A post from Arthur Hlavaty alerted me that a collection of the late Donald E. Westlake's nonfiction has been published, under the title The Getaway Car. I meandered down to my local independent bookstore to see if they had it. They didn't, but they could easily get it from their distributor, and, while I was at it, I asked for the two posthumous Westlake novels I'd never gotten around to buying or reading, which we found in the system even though I hadn't been prepared to ask and didn't recall the titles offhand (ironically, as one of them is called Memory). They all went in with the next day's orders and arrived the day after that.
I've now read all three, and for good measure re-read a couple other books I'd forgotten everything about when I compiled my annotated Westlake bibliography, and updated it.
Neither of these posthumous novels is humorous, and I suspect that if Westlake had published them, he would have used one of the pseudonyms that he kept around for most, though not all, of his grimmer material. Much of that material is not to my taste, insofar as I've tried it, so I just left the pseudonyms out of the bibliography, but as I've included everything else originally published under his own name, I covered these.

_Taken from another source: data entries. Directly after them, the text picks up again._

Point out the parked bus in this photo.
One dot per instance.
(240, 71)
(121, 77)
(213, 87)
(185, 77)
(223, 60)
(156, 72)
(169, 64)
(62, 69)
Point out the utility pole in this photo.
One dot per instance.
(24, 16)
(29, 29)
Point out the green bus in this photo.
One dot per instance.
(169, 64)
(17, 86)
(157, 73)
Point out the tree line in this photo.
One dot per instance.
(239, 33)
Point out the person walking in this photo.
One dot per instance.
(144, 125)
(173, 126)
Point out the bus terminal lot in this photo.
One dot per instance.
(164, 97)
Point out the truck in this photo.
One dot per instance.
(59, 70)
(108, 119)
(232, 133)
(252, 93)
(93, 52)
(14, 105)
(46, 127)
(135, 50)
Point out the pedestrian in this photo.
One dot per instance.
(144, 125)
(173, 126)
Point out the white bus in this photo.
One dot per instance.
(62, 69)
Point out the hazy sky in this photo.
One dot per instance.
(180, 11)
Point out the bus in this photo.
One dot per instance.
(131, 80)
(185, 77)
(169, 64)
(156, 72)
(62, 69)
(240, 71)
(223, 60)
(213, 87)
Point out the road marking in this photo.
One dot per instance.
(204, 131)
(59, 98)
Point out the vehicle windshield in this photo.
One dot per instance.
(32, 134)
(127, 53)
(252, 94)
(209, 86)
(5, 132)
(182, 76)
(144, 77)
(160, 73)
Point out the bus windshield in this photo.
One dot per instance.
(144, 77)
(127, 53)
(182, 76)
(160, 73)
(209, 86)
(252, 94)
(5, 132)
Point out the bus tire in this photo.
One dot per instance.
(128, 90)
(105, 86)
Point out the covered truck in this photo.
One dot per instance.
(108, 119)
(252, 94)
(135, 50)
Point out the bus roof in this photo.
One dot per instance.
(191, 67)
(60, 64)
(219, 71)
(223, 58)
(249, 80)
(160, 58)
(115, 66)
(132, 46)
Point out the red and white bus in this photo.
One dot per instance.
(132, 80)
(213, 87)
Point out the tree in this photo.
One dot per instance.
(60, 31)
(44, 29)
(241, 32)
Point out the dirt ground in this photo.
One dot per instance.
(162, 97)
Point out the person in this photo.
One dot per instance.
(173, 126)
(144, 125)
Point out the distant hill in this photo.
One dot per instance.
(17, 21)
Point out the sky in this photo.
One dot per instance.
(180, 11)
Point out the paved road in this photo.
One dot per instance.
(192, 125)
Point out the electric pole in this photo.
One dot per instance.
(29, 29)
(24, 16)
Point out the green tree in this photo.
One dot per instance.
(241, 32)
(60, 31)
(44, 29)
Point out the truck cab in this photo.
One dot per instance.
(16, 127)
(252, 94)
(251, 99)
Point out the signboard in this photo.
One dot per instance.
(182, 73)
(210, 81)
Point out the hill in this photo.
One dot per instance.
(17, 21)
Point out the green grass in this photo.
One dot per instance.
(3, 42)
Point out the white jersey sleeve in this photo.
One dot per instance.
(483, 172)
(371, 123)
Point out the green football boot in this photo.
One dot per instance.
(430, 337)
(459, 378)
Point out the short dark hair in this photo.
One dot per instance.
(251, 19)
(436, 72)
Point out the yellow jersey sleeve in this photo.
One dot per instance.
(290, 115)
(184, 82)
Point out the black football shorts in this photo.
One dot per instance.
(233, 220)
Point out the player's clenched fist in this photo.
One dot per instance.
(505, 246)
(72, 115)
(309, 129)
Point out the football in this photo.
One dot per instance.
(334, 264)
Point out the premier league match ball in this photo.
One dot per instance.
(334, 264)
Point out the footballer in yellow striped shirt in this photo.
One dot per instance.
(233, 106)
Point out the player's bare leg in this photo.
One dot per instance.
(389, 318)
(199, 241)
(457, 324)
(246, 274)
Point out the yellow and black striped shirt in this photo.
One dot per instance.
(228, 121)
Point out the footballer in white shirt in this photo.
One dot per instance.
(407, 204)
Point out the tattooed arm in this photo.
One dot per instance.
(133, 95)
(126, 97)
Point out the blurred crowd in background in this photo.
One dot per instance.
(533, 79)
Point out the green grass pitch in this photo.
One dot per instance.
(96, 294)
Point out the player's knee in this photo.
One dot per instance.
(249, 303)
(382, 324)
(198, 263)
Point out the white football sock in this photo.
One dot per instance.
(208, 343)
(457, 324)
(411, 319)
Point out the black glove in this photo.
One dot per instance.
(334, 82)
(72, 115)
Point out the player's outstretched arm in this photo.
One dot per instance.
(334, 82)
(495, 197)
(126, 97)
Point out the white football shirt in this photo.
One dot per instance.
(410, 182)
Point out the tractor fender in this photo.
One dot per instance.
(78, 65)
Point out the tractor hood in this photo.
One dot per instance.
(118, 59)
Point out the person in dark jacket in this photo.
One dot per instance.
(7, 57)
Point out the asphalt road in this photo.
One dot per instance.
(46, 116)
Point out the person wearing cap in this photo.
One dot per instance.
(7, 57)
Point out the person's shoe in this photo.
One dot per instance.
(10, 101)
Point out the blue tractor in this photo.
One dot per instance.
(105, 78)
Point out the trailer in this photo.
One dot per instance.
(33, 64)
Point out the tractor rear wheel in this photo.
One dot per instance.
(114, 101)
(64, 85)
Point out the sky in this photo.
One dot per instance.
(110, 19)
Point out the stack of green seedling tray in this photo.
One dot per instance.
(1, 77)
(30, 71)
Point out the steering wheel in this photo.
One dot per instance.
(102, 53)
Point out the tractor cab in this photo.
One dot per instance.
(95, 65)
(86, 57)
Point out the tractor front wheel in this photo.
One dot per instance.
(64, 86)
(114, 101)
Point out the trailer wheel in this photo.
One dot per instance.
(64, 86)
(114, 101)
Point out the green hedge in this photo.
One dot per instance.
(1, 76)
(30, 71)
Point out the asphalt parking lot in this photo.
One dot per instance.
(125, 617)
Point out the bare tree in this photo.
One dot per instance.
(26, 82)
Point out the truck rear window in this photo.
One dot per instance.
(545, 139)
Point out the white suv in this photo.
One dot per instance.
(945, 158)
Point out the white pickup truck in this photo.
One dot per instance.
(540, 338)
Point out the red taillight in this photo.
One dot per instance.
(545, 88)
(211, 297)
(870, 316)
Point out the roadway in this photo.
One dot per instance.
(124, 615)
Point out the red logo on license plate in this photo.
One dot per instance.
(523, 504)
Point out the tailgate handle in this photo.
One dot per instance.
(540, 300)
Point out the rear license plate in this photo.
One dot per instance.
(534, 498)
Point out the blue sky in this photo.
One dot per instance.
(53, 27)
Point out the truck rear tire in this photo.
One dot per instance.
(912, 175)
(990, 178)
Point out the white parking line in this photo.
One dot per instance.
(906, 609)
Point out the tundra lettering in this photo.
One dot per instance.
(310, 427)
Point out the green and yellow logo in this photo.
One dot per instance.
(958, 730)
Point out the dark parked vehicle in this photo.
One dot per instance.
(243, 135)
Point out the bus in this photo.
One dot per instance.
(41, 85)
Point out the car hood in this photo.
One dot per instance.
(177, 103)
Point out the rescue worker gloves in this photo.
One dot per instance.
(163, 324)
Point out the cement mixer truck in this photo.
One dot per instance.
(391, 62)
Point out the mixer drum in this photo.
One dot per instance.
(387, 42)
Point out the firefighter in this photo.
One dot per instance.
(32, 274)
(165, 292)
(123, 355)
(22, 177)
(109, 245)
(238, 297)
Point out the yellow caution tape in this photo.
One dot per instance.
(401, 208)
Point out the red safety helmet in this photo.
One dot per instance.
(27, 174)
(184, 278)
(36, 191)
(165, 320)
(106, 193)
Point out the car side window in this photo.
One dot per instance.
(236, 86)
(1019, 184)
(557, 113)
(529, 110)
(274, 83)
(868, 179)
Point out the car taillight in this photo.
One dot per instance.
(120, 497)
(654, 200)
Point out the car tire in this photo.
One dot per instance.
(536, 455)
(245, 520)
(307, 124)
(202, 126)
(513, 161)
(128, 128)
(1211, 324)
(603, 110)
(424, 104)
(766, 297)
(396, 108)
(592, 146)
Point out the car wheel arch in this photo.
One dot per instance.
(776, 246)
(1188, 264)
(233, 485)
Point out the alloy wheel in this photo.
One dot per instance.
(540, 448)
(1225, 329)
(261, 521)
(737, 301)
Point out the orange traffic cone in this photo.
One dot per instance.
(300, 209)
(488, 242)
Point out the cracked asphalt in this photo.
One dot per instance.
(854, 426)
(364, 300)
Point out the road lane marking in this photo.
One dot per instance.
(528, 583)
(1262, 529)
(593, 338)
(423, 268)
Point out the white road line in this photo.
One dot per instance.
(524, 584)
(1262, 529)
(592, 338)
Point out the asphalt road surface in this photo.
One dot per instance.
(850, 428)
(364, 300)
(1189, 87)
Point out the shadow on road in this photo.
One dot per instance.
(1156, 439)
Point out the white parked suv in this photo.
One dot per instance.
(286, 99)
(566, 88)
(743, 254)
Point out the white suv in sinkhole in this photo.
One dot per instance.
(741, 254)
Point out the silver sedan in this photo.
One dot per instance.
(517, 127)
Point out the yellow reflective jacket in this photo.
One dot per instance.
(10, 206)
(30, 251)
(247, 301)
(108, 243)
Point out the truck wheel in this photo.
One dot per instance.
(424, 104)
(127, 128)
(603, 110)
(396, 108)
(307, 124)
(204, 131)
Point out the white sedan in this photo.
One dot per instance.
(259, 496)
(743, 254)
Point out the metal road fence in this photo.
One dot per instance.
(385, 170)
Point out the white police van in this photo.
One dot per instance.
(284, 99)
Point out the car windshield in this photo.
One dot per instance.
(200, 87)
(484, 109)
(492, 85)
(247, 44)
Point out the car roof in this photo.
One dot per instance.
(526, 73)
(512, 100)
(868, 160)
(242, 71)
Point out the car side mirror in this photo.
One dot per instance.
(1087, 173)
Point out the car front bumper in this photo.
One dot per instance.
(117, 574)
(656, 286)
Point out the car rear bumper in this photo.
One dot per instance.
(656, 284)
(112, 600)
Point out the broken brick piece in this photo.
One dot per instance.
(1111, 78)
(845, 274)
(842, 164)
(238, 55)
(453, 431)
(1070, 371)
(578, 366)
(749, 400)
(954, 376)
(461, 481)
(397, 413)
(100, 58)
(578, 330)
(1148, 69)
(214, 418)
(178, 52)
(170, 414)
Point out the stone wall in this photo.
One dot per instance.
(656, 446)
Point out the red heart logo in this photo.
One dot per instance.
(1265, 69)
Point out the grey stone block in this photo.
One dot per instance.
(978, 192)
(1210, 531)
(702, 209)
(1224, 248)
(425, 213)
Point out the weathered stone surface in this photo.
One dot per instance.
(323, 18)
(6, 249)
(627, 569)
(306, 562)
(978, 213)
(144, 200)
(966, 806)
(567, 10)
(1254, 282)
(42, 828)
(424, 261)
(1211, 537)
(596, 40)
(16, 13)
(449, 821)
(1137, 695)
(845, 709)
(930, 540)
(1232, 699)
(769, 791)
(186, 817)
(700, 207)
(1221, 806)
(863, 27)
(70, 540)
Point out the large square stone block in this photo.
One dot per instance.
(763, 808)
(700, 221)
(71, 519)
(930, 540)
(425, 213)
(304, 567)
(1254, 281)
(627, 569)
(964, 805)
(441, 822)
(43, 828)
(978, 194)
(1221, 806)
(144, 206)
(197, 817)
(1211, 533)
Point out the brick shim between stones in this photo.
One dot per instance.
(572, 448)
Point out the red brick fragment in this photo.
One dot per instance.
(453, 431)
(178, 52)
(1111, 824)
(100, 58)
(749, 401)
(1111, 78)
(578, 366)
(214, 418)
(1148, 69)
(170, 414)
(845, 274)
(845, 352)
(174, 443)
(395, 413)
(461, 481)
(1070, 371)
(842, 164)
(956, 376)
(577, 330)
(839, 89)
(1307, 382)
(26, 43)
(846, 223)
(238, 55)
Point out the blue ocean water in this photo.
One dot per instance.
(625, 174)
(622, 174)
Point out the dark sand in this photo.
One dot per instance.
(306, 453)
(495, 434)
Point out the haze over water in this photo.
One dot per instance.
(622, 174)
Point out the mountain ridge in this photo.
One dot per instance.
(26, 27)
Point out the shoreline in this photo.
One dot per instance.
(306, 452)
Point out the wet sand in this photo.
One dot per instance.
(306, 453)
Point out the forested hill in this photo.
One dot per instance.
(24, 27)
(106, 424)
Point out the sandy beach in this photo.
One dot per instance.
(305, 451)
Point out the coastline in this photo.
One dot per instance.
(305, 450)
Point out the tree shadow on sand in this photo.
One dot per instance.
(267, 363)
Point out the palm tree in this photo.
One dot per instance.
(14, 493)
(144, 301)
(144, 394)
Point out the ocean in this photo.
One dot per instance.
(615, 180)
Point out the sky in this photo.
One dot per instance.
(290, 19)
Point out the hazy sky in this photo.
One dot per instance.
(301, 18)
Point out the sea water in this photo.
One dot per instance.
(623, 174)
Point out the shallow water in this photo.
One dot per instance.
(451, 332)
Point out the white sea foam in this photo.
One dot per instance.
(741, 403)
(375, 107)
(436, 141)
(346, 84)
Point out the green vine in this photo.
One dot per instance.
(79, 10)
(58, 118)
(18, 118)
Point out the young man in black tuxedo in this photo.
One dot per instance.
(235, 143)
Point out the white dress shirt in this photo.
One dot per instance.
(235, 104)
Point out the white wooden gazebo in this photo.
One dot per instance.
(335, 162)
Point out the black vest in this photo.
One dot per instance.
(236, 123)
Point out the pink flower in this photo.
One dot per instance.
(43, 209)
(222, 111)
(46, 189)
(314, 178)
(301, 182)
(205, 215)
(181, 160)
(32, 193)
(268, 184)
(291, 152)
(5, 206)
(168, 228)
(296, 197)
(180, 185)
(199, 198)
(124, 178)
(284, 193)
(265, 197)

I actually liked them both; they're tough and searingly memorable, even the one about the man who's losing his memory. Westlake withdrew The Comedy Is Finished from potential publication because of the release of the movie The King of Comedy, which is also about the kidnapping of a TV comedian. Why he never published Memory, which had been written much earlier, I don't know, but by the same token he would certainly have withdrawn it if it had been in the pipeline when Memento was released.
In both cases, though, they're very different. The King of Comedy is kidnapped by a wanna-be comedian who wants a spot on his show. In The Comedy Is Finished, the kidnapping is by a small gang of leftover 60s revolutionaries who wish to use him as a bargaining chip to get their comrades out of jail. That he's a celebrity is strongly relevant to the plot; that he's specifically a comedian is somewhat less so, though he does have to be quick-witted.
Memory is actually sadder and bleaker than the movie Memento, because this guy is losing not only his post-accident memories but his pre-accident ones as well, so instead of having a base to stand on (however mistakenly), he's sinking into the mire. Also, where Lenny in Memento loses his new memories within minutes, contributing to a frantic, goofy tone to the movie, for Cole in Memory they slowly fade away over a period of weeks, leaving ghosts of themselves behind, so he sinks more slowly and finds himself more lost. There's a couple points in the story where he tries to act on the basis of what he does remember, or of what he's left himself a note to do even though he no longer remembers why, and those are particularly bleak and, well, memorable.